I primi hanno annunciato il picchetto al funerale del satanasso buddista in jeans e dolcevita nero con un messaggio, inviato su Twitter da un iPhone, della loro leader Margie Phelps. A chi le ha fatto notare la contraddizione fra l’uso di quel telefonino e l’augurio dell’inferno per il suo inventore, la Phelps ha detto: «Ma l’iPhone l’ha voluto Dio».

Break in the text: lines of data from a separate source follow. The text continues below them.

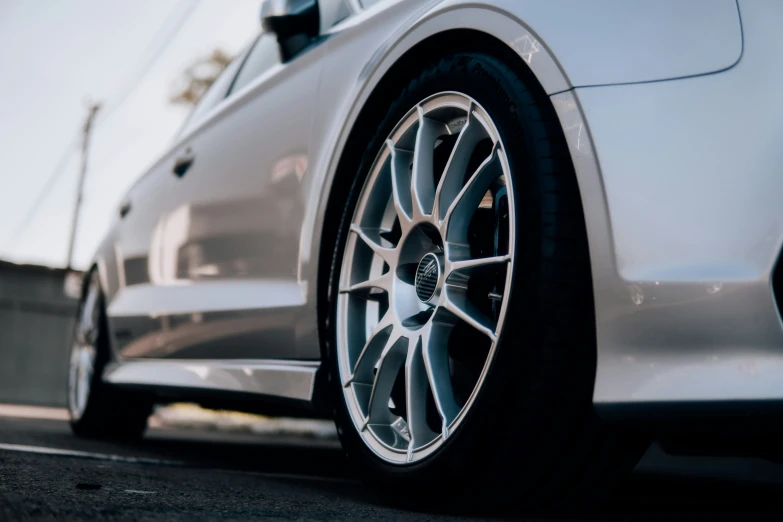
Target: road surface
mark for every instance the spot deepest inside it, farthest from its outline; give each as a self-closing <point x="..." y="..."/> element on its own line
<point x="48" y="474"/>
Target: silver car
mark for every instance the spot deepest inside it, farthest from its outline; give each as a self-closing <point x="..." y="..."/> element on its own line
<point x="492" y="239"/>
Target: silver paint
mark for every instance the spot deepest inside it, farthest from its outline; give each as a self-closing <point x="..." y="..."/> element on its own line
<point x="286" y="379"/>
<point x="679" y="180"/>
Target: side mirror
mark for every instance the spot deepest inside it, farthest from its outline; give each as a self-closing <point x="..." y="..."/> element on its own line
<point x="295" y="22"/>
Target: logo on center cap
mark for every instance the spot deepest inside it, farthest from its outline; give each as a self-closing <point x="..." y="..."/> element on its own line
<point x="427" y="276"/>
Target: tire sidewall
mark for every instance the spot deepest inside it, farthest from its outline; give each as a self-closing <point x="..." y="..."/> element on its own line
<point x="481" y="439"/>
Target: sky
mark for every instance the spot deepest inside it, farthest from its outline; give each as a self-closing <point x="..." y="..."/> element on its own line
<point x="59" y="56"/>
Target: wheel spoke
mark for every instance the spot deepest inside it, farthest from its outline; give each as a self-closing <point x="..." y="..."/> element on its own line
<point x="371" y="352"/>
<point x="422" y="178"/>
<point x="391" y="360"/>
<point x="460" y="212"/>
<point x="416" y="385"/>
<point x="468" y="265"/>
<point x="457" y="303"/>
<point x="453" y="176"/>
<point x="386" y="253"/>
<point x="382" y="282"/>
<point x="436" y="363"/>
<point x="401" y="181"/>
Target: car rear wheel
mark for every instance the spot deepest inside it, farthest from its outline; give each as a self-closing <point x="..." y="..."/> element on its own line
<point x="98" y="410"/>
<point x="461" y="338"/>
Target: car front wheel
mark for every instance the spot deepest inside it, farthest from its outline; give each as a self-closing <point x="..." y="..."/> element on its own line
<point x="461" y="336"/>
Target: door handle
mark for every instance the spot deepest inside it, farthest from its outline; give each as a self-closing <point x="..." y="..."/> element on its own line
<point x="182" y="164"/>
<point x="125" y="207"/>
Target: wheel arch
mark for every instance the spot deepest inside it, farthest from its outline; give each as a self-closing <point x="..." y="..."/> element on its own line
<point x="350" y="155"/>
<point x="394" y="78"/>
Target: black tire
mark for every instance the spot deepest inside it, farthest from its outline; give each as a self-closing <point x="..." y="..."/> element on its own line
<point x="111" y="413"/>
<point x="553" y="446"/>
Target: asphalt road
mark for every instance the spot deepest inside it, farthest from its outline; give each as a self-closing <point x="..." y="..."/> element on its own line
<point x="191" y="475"/>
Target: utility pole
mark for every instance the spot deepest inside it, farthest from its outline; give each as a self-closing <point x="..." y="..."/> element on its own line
<point x="93" y="108"/>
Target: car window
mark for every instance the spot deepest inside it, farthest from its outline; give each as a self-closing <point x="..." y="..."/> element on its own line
<point x="264" y="55"/>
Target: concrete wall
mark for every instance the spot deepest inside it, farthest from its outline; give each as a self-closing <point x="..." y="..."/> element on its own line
<point x="36" y="325"/>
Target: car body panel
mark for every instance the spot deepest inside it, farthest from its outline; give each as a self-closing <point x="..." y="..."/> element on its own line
<point x="692" y="229"/>
<point x="674" y="310"/>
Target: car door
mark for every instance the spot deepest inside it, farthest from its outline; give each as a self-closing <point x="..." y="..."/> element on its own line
<point x="227" y="240"/>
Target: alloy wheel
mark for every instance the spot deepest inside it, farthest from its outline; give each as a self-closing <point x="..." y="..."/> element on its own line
<point x="84" y="352"/>
<point x="425" y="278"/>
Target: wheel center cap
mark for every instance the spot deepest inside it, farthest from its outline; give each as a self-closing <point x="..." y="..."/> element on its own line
<point x="427" y="278"/>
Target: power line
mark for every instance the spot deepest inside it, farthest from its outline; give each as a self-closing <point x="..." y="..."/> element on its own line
<point x="154" y="53"/>
<point x="167" y="31"/>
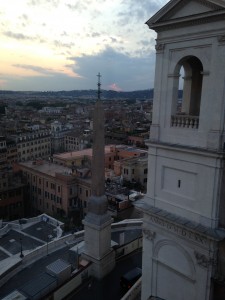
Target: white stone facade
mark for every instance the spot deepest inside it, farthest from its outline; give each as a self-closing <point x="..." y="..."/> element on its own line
<point x="182" y="209"/>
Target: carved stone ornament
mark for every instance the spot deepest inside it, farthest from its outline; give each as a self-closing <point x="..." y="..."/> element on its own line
<point x="221" y="39"/>
<point x="159" y="47"/>
<point x="203" y="260"/>
<point x="150" y="235"/>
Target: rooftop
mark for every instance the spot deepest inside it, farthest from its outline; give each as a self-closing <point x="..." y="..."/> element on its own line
<point x="46" y="167"/>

Quanto agli altri nemici, la morte del genio californiano è stata accolta con giubilo, agli antipodi del cristianesimo nazistoide del Kansas, dal presidente della Free software association, Richard Stallman. Il padre dell’informatica-bene pubblico ha scritto sul suo sito: «Sono felice che Steve Jobs se ne sia andato. Tutti ci meritiamo la fine della sua influenza maligna sul computing. Apple ha fatto in modo che la gente non sappia più quali sono le sue libertà o che pensi di non meritarsele». Per Stallman, infatti, la Mela mangiata era ed è «l’impero del male» - peggio di Microsoft, Adobe e Facebook - perché non soltanto sostiene il software chiuso e immodificabile ma impone ai clienti vincoli ancora più stringenti di quelli fissati da Windows. Il leader della Fsa, che accusa Apple di controllare gli utenti, definisce Jobs «pioniere del computer inteso come prigione dorata». «Possiamo solo sperare - termina Stallman concedendo l’onore delle armi a Jobs - che i suoi successori, nel proseguirne l’eredità, siano meno efficaci».

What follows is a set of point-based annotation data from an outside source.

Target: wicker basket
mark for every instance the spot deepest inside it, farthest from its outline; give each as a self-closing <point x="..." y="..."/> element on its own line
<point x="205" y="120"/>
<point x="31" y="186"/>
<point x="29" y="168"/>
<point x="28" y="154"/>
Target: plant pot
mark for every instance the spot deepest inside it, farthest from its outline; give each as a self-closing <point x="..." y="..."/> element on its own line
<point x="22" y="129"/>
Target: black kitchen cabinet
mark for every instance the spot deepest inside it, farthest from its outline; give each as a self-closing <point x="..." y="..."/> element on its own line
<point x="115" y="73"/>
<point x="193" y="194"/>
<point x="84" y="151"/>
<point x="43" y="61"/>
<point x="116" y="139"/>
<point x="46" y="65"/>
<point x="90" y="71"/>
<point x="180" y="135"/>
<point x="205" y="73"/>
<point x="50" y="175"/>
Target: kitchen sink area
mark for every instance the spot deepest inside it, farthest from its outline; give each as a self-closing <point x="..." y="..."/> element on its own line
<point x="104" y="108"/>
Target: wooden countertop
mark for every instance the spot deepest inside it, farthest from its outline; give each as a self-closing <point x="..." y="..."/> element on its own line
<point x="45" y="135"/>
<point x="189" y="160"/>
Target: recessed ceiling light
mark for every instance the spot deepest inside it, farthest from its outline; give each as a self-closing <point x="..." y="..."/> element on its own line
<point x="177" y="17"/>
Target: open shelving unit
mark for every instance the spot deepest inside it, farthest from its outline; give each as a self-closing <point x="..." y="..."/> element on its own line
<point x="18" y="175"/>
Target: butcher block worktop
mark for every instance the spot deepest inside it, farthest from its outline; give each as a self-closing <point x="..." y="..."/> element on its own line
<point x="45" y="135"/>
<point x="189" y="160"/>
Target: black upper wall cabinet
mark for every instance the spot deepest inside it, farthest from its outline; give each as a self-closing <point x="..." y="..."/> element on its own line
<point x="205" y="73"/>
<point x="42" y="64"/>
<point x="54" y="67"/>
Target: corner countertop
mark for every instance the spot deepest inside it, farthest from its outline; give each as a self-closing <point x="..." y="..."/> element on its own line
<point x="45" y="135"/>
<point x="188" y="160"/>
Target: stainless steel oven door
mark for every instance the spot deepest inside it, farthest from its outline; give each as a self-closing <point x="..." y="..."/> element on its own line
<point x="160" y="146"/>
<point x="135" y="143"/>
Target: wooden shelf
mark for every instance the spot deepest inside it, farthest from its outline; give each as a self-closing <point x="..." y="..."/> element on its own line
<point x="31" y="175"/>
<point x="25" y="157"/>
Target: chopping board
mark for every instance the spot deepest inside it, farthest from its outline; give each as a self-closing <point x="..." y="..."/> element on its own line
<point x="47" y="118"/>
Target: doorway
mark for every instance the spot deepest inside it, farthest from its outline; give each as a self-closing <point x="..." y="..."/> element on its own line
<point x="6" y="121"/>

E se il Times parla dei «regali» che il guru di Cupertino ha lasciato alla sua azienda, il New York Times ne racconta gli ultimi giorni: una cena giapponese insieme col suo più caro amico nel ristorante preferito di Palo Alto; un incontro con i più stretti collaboratori della Apple; qualche chiacchierata in salotto col suo biografo; ma soprattutto tanto tempo con la moglie Laurene e i quattro figli. Pienamente conscio della fine prossima e sempre più indebolito, Jobs aveva affidato alla moglie il compito di selezionare le visite dei tantissimi che avrebbero voluto salutarlo per l’ultima volta da vivo. E aveva iniziato una nuova terapia e ad alcuni amici aveva detto di avere qualche ragione di speranza. Col pensiero fisso dei figli. «Voglio che mi conoscano.

Non sono stato sempre con loro e voglio che sappiano perché, e che capiscano quello che ho fatto», ha confidato a Walter Isaacson, l’autore della sua biografia pronta per essere pubblicata che non ha mai chiesto di vedere in bozza.